How to use Google Analytics to better understand your audience
Google analytics is a tool that can be used to comprehensively monitor information about a website. Real-time tracking, audience information, audience acquisition and audience behaviour are some of the aspects that google analytics can provide data on.
While these pieces of data are crucial in helping assess a website, it’s how the information is used and the insights that can be gleaned that is most important.
If you don’t know about using google analytics, it’s as simple as creating a google account and pasting some generated code into the HTML of your website (or pages of your website). You can find out more about this here. https://www.google.com.au/analytics/
After putting the script in the HTML, it’s just a matter of sitting back, looking at the numbers and understanding their meaning.
Whether this is your own personal site, your blog, a client’s site or a corporate page, this data can be beneficial in many ways. The following 3 examples are ways that you can find information to better understand your audience.
The above image shows a sample of some data under the Audience > Overview tab on google analytics. Over a time period specified by you, you can see the number of users, sessions, etc. that your site received. While some numbers may be important, the higher-level understanding of the data is also vital.
For example, in the graph above it can be seen that the number of sessions drops from averaging 100 daily sessions to about 50, that’s a drop of 50%, and this occurs at approximately January 3.
Investigations should then be undertaken and answering questions such as “what happened on January 3?’, “how can we reverse this drop?” would be crucial. Another great aspect here is that time periods can be seamlessly compared, as shown below.
Comparing time periods like this is a quick and effective way to gauge progression over time.
Understanding where your traffic is coming from is also a good piece of information to know. If you know where your audience is coming from, you can then tailor actions to those sources to potentially bring a lot more traffic to your site. This can be found under Acquisition > All Traffic > Sources/Medium.
For example, google analytics provides a break-down of the traffic coming to your site by website. Sometimes, spam sites may be a top contributor; this will indicate your site is receiving illegitimate traffic (this can then be blocked, to further break-down legitimate traffic).
If, for example, 20% of your web traffic is from Facebook clicked links, you have a very receptive audience on Facebook and should be publishing more content there. If 3% of traffic is from Twitter, it is perhaps not the best channel for your content, and investigating this stream would be beneficial.
If 60% of your traffic is from google, you probably have good search engine optimisation (SEO). If 2% is from google, you probably need to improve your site’s SEO. The mediums that google analytics shows can give you a good feel about what media is suitable for your content or demographic. Effort can then be increased or decreased in different streams to benefit your audience.
This portion of google analytics is about understanding what pages are performing, and what pages aren’t. This information is found under Behaviour > Site Content > All Pages.
For example, if a blog on your website has 10000 views for the month, but your homepage has 3000 then it’s obvious that users are being directly linked to that blog and not routed through the homepage.
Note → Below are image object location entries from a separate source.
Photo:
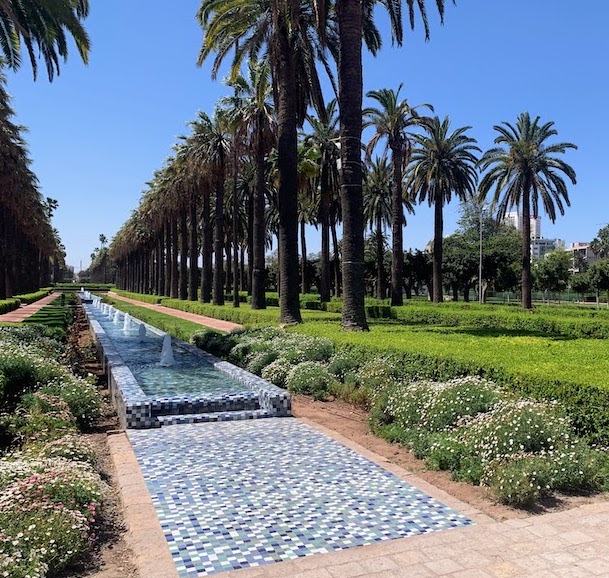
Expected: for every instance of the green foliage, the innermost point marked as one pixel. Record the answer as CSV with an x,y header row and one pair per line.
x,y
33,297
310,378
8,305
213,342
574,372
277,372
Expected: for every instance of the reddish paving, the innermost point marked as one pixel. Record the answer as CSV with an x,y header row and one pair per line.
x,y
25,311
200,319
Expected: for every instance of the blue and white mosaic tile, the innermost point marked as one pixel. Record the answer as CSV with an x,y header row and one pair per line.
x,y
239,494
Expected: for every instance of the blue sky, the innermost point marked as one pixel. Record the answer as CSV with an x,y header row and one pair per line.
x,y
97,133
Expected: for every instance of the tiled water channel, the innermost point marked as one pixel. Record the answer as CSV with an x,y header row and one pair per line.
x,y
240,494
197,387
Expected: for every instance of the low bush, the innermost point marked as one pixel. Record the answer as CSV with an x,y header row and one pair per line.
x,y
8,305
310,378
213,342
277,372
33,297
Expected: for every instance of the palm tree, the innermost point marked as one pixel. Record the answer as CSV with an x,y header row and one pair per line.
x,y
283,29
526,172
211,145
254,108
377,211
324,136
354,21
443,163
392,121
42,26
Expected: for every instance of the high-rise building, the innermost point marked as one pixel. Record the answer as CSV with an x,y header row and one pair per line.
x,y
514,218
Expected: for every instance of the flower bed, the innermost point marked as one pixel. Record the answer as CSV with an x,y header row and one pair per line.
x,y
483,434
51,494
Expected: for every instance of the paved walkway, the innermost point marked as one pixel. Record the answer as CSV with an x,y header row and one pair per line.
x,y
200,319
25,311
571,543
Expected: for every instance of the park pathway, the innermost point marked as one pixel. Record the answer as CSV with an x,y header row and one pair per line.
x,y
200,319
288,498
25,311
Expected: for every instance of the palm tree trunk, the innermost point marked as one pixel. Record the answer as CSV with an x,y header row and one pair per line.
x,y
379,257
437,250
160,288
206,277
324,218
287,162
397,223
167,288
218,288
337,267
183,292
258,269
350,86
303,262
527,281
175,279
194,250
235,230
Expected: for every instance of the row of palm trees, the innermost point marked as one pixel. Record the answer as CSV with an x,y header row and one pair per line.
x,y
282,43
31,252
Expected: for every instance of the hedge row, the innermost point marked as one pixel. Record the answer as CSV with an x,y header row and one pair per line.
x,y
28,298
433,356
7,305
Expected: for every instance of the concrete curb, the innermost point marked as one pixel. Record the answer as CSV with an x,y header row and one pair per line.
x,y
145,536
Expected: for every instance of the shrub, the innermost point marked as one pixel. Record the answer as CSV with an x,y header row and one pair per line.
x,y
277,372
70,447
259,360
310,378
466,396
26,531
213,342
341,363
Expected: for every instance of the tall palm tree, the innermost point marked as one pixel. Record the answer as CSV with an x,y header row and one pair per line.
x,y
43,26
284,29
211,144
525,171
324,136
392,120
253,106
443,163
354,22
377,211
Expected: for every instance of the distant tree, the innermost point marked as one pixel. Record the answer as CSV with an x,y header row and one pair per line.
x,y
443,164
524,173
580,283
552,272
598,275
600,244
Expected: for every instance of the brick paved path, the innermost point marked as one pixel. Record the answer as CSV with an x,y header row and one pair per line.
x,y
200,319
25,311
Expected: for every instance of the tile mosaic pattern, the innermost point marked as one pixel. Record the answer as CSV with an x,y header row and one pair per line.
x,y
240,494
198,384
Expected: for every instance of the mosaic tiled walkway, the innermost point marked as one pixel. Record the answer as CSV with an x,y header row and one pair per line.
x,y
239,494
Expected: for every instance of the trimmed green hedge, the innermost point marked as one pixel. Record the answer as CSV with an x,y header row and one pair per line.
x,y
33,297
85,286
7,305
152,299
573,372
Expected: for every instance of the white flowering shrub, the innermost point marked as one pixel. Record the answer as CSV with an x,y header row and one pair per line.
x,y
70,447
310,378
277,372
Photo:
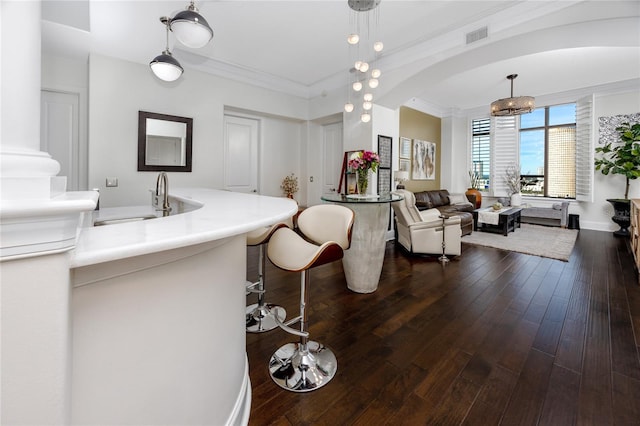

It would be recommended to then look into the sources of traffic for the blog, and perhaps try and replicate it for the website landing page. By looking at the higher viewed or longest stayed pages on your site, you can better understand your audience’s interests.
If a blog post has 5000 views on puppies but only 500 on kittens, your next blog post should likely be about dogs and not cats. There might be trends in the most popular pages on your site that you can exploit for your next content piece.
The example image above demonstrates that the most popular website traffic is contact-oriented. While various blog posts also somewhat popular, the audience for this site is interested largely in contact information of the organisation (contact, people, services)
With this knowledge, future content that will appeal to your audience can be made. In this case, ensuring all essential contact information is up to date and available on site is important.
Google analytics is not something to ignore. It’s a powerful tool that can reveal lots of information about not only your site but the people coming to your site and how they got there. This information can be used to help make better, more relevant content for a more satisfied audience. While google analytics is a very nuanced and detailed tool, these three examples just scratch the surface at how you can use it to better understand your audience.